Outbreaks occurred in primary, secondary and all-through schools. Schools ranged in size from 11 pupils to 2170, with a median size of 299 pupils. Only 1% of outbreak schools were single sex schools, so this was dropped as a covariate in the regression analysis. One outbreak occurred in a PRU, which was subsequently excluded due to a lack of available national data on PRUs. Ofsted ratings were available for 1731 (94%) of the schools. The scores in the sub-categories tended to be consistent with the overall score, therefore only the overall Ofsted rating was included in the analysis.
Outbreak occurrence
A total of 1841 schools experienced at least one outbreak across the study period and 232 (12.6%) reported more than one outbreak. Primary schools accounted for 86% of outbreak schools, whilst 7% were all-through schools and 6% were secondary schools (Table 1). There was evidence of correlation between school size and phase of education (Cramer V = 0.52), but no other correlations were found between the explanatory variables. There was no evidence of multicollinearity in the regression models (VIF < 2).

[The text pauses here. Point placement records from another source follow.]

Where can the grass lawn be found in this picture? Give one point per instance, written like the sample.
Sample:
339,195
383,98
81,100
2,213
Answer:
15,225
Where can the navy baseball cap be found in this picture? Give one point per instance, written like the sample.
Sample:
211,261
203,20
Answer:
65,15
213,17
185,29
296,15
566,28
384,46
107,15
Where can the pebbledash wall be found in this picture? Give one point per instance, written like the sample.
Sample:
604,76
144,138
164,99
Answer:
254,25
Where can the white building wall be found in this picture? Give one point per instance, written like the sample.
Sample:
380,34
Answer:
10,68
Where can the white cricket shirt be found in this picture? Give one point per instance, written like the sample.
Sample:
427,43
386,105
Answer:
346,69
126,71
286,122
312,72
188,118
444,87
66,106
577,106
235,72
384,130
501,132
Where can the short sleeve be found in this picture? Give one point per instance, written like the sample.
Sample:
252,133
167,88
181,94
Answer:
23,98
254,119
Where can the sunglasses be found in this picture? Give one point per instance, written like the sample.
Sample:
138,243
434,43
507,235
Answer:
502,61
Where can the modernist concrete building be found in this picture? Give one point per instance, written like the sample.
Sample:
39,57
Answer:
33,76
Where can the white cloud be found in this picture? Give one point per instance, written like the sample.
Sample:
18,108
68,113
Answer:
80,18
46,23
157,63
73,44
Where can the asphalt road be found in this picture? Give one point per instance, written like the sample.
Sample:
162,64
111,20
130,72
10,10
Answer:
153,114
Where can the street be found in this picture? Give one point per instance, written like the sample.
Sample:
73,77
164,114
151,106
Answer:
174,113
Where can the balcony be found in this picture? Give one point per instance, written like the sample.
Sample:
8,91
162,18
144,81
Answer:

Primary and all-through schools were found to be at increased risk of an outbreak, compared with secondary schools (OR 5.82, 95% CI 4.50–7.58 and OR 4.66, 95% CI 3.27–6.61, respectively). Outbreak occurrence was also significantly associated with school size, with the odds of an outbreak increasing as school size increased (Table 2). The occurrence of an outbreak was not associated with Ofsted rating or the level of deprivation in a school. Similar associations were found for the occurrence of multiple outbreaks and across both gastroenteritis and rash outbreaks. The number of influenza outbreaks were insufficient to allow separate analysis.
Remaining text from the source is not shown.